The worst feeling is deleting a chunk of code and seeing a green build. We didn’t have a test for that? Was that code even doing anything? How long has that not been working? What we want when deleting is a flip and a flop. Delete a file. Flip. Delete a test. Flop.4

By working with code, we see that modularity and deletability are closely related. Properly modularized code is easy to delete.

Writing deletable code is writing good code.


Where does your team draw the line between modularity and concision? How long is your longest file? Let me know on Twitter.

Special thanks to Justin Duke, Paul Straw, Iheanyi Ekechukwu, John McDowall, Phan Le, and Matan Zruya for reading early drafts of this post.

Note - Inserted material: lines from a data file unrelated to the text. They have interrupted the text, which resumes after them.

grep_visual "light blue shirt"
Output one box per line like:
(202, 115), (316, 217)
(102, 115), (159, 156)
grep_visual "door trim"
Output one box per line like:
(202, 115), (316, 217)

  1. Implicit dependencies are very difficult to untangle, but it’s the unfortunate default for Rails projects. Although it can feel tedious, the explicit package includes in Python or modern JS makes it clear what a file’s dependencies are. With Rails autoloading, we implicitly create dependencies by just using a constant. 

  2. This is assuming a Rails application, where you’re encouraged to have only 1 public class per file. Multiple public classes in a file breaks the Rails autoloading conventions, and you’re likely to have a bad time in development. 

  3. Functional Core, Imperative Shell is a pattern explored in the “Boundaries” talk by Gary Bernhardt. It is similar to the Command Query Responsibility Segration pattern described by Martin Fowler and Greg Young. 

  4. This flip-flop I’ve described is the Three Laws of TDD in action. It’s a careful back-and-forth between tests and code.